Based on a 90’s novel of some sort, part of a series of novels featuring the same character, “A Walk Among the Tombstones” is about some guy named Scudder (Neeson), an ex-NYC cop with a guilty conscious and 8 years of sobriety under his belt who works as an unlicensed private investigator. A drug trafficker hires Scudder to find out who kidnapped and killed his wife and before he knows it, Scudder finds himself sucked into a crazy plot involving other women brutally murdered in the past and possible future murders n the verge of happening unless he can do something about it.

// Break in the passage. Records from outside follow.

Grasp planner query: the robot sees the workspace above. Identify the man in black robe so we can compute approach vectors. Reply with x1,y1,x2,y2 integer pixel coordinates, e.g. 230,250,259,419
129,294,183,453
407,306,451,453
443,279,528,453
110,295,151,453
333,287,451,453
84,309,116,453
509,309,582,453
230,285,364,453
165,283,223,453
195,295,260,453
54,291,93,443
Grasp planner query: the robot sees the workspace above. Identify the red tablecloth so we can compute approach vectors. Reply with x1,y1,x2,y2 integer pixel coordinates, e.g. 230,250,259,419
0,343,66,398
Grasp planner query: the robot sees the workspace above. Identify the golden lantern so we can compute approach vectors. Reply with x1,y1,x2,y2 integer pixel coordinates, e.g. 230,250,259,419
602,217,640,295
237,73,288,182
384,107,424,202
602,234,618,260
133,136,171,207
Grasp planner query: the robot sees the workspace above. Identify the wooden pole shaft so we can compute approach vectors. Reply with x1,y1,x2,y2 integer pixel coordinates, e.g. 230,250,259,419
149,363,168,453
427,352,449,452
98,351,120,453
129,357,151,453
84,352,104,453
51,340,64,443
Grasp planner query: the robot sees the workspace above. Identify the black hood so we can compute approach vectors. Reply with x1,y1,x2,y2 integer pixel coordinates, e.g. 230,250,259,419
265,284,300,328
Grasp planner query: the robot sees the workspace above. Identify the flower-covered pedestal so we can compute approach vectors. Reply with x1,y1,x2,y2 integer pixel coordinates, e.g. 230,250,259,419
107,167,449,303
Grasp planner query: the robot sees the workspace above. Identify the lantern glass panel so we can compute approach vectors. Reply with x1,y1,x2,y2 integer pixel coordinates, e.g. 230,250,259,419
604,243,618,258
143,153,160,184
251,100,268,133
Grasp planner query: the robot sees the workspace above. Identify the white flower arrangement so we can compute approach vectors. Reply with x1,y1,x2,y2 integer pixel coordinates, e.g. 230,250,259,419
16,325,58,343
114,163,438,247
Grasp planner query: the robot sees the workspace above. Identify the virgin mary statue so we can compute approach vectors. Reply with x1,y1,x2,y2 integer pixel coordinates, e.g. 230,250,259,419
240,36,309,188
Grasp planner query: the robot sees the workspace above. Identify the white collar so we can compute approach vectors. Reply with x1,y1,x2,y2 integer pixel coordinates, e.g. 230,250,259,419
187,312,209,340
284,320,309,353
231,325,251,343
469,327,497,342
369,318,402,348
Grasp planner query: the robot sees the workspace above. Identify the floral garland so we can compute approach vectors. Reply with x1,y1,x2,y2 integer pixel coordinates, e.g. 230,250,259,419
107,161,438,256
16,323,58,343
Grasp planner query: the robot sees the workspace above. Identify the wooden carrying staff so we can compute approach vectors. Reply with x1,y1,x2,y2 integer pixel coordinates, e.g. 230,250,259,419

Being a movie involving some heavy, adult-minded themes and situations, it is kind of weird that the story includes a precocious homeless kid named TJ (Brian ‘Astro’ Bradley, the same kid from “Earth to Echo“) who teases Scudder about his age and how he doesn’t bother to teach himself how to use the internet or have a cell phone and stuff like that and oh yeah did I mention that this story almost arbitrarily takes placed in the winter leading up to the year 2000, so everything everywhere is like “Beware of the dreaded Y2K!” like on taxis and billboards and newspapers and stuff. So you got the kid talking all street to the old man, with the old man repeating a couple of the phrases back, and boom, you have the sequel to “Cop & A Half” that no one asked for, and with an inexplicable end of the millennium backdrop added for good measure.
Of course Liam Neeson is suitable for such a role, as it fits his recent M.O. for such movies – he plays a guy with a lot of guilt, with an alcohol addiction he either has in control or is out of control, either way it is there, and he has some sort of violent past stemming from training either via military or the police, and he is arguably not the best guy but still means well and has some sort of code that he lives by. That’s a modern Liam Neeson role through and through, so perfect casting. He lumbers through this movie with appropriate menace and gravitas, giving off the air of a man who could get things done, dirty, nasty, unpleasant things that others would want nothing to do with.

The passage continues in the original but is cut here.